I think that connects to, in a sense, what we're hearing from the other witnesses here. We're hearing a lot about revenue and the struggle of being in the industry. I don't think we're considering enough what it's like to be a Canadian Internet user and what people want from their services. Do people want to have a quota imposed on their content where, when I search for cats, 30% Canadian cats must appear in my feed? I don't think people want that.
I think people have an interest in making sure that there is some support available for the production of Canadian culture, but they don't want it crammed on them. They don't want it forced into all their search results. They don't want it forced into all their feeds. The reality is that the majority of the uses people make of the Internet today are not parochial. They're not focused on exclusively Canadian concerns. They are about connecting to a whole global community around many different things.
I don't know if we're speaking past each other or circling the same thing, but I think that Canadians ultimately want something that expands their choice, not that limits their choice. The kind of really heavy-handed provisions in Bill C-10 and, to a degree, in C-11 as well are still here and are about limiting peoples' choices. They're about manipulating the options that people get.

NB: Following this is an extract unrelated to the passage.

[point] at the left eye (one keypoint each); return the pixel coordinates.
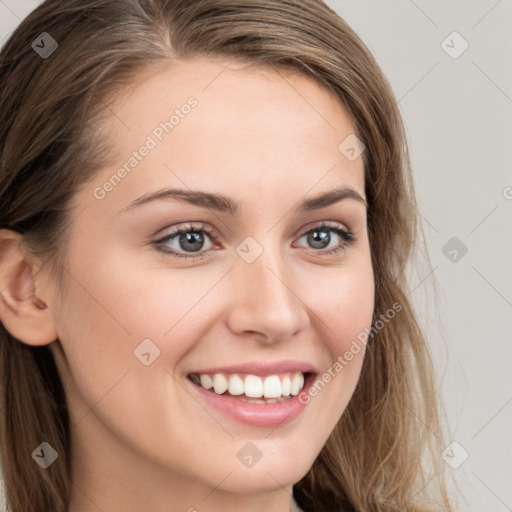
(190, 239)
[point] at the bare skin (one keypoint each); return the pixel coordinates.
(141, 440)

As I said in my opening remarks, we would never consider a situation where the Canadian government would go to Canadian bookstores and say, “We've thought about what Canadians need, and these are the types of titles we want you to put in your front window.” However, through the discoverability requirements we have in this legislation, that seems to be what we're doing through this legislation. It's inappropriate. It's an overreach. If we're supporting Canadian content, it needs to be in ways that are respectful of and responsive to what people in Canada want.